The Highly Sensitive Child: Helping our children thrive
when the world overwhelms them by Elaine Aron. After
Delphine decided she hated music class because the leader was too
loud, a friend recommended I read this book. It is about the
15 to 20 percent of children who are apparently highly sensitive,
and how to parent them effectively without making them miserable.
So is Delphine highly sensitive? Kind of... she's unusually sensitive
to noises, and to the emotional state of others. Combine the two and
logically you could determine that she is very sensitive to
noisy expressions of emotion, as we saw at the music class and
as Baba's friend Ann found out. (She had cause to gasp loudly in
surprise in Delphine's presence once; Delphine cried
a lot, and ever since then Delphine has periodically mentioned,
"Ann shouted, and then I cried. Why did Ann shout?")
It does make her easy to discipline by shouting at her, but I'm
not a big proponent of the "Discipline by Scaring the Shit out of
your Child" method, so I try to avoid it. (Easier said than done,
since shouting is what I do when I'm angry, and getting angry is
what I do when I'm depressed, and depressed is what I get alarmingly
easily, it seems. More about that later, though.)
Delphine's not sensitive to other things that the book discusses
though; she doesn't care if her food touches, and she isn't bothered
by tags on clothing or seams on socks or tactile annoyances of
that nature. Thank goodness, because it seems like it would be
irritating to have to work around those kinds of sensitivities.
I am quite sympathetic to Delphine's sensitivities because I think
I share them (I will read the adult version of the book sometime
and see) and so I can quite easily understand her and figure out
what is going to upset her, especially now that I have read this
book and know what patterns and situations to watch for.
I wouldn't read this book if you don't think you have a sensitive
child, because that would be borrowing trouble — if you don't
have to worry about this stuff I would strongly recommend you
don't. But if you think your child might be sensitive, or seems
to react disproportionately to certain situations, this book is
probably worth a look.
Vices of My Blood by Maureen Jennings
is a murder mystery set in Victorian Toronto, which is just
brilliant. I love getting a picture of what Toronto was like in
the past, and Jennings does a great job painting that picture.
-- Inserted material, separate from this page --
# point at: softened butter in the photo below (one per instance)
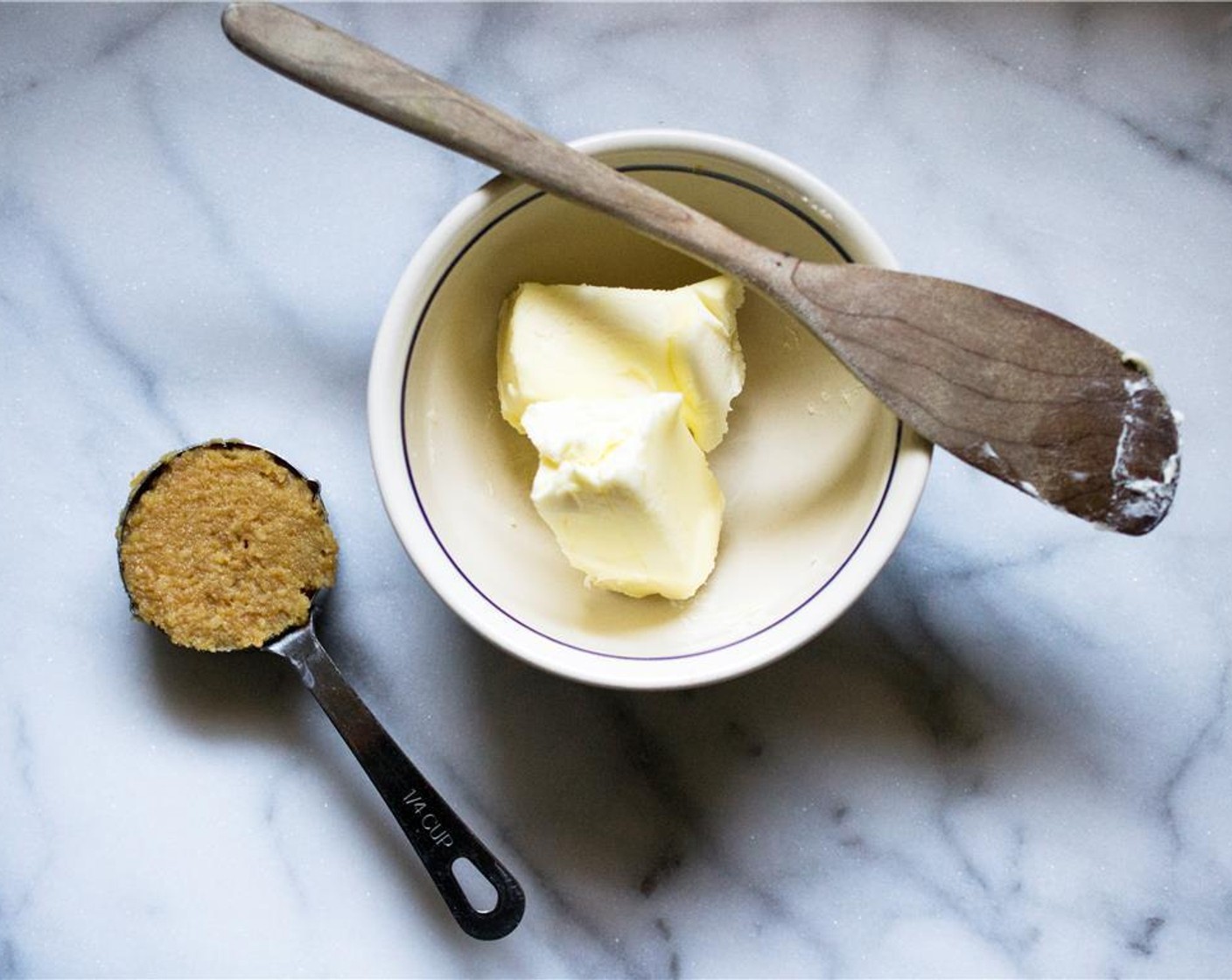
(627, 492)
(598, 341)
The characters are appealing and the mystery was good; what more
can you ask?
How To Read Literature Like A Professor: A Lively
and Entertaining Guide To Reading Between The Lines by
Thomas C. Foster. I am frankly a little pissed off that
I haven't read this book before. I have been hinting around needing
a book like this for ages — when I read How To Read and
Why by Harold Bloom, I thought it really failed to discuss
the How part. This book does.
The book is a high-level discussion of the symbolism found in
literature: every trip is a quest; eating is always significant,
usually of communion or trust among the eaters;
weather is usually about something other than weather; and so on.
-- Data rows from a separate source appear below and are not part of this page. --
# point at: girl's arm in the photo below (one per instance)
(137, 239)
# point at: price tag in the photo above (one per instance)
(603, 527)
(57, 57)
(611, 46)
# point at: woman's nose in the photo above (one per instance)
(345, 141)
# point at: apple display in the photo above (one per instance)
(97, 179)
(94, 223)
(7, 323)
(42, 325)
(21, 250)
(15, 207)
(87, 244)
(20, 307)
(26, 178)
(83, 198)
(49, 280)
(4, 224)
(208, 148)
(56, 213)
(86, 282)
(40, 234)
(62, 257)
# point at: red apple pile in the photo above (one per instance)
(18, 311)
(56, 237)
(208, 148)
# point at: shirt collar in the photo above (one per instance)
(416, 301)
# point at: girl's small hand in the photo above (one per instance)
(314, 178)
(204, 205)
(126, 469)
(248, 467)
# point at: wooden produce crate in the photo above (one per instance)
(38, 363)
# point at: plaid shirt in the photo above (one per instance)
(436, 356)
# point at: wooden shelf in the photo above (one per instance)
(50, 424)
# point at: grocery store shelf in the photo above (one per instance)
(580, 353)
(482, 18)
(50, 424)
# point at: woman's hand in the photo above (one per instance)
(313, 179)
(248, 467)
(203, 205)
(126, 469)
Foster also discusses sonnets, and briefly (one chapter each)
touches on Shakespeare, the Bible, Children's Literature, and mythology
(mainly Greek) as precursors or fodder for allusions or roots or
— there must be a word for this but I can't think of it —
anyway, stuff that writers allude or refer to in order
to enrich their text. Foster discusses intentionality (did the
author really mean that to be a symbol/allusion/pattern? Answer: yes.)
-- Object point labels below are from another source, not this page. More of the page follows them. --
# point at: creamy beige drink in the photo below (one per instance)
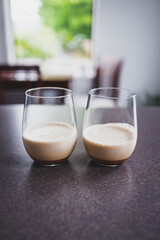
(49, 143)
(111, 143)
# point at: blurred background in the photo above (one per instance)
(80, 44)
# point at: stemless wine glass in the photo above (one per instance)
(49, 125)
(110, 125)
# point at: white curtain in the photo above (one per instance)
(7, 50)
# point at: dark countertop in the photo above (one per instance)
(79, 199)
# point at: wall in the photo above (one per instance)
(130, 30)
(7, 53)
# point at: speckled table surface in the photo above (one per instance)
(79, 199)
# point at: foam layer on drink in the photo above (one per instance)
(112, 142)
(51, 141)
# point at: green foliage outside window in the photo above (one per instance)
(69, 20)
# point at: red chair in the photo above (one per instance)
(108, 72)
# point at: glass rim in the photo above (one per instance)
(27, 92)
(132, 93)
and irony, and then caps the whole thing off with a short story
to practice your newfound skills on.
I love this book. I might buy a copy. It makes me wish I had read
it before I read Cat's Eye because I am sure I missed a
whole lot in that book by just reading for plot. But I have the
rest of my life to try and read more deeply.
It made me think, though. First, reading like a professor seems like
a lot of work; you have to keep track of symbols, you have to look
for patterns, you have to try and figure out where you have seen this
story or this character before, you are always looking for the next
layer or layers of meaning below the simple action and dialogue in
the story. And is it worth it? Do you really get that much more
out of the book? I guess you do, or else no-one would bother.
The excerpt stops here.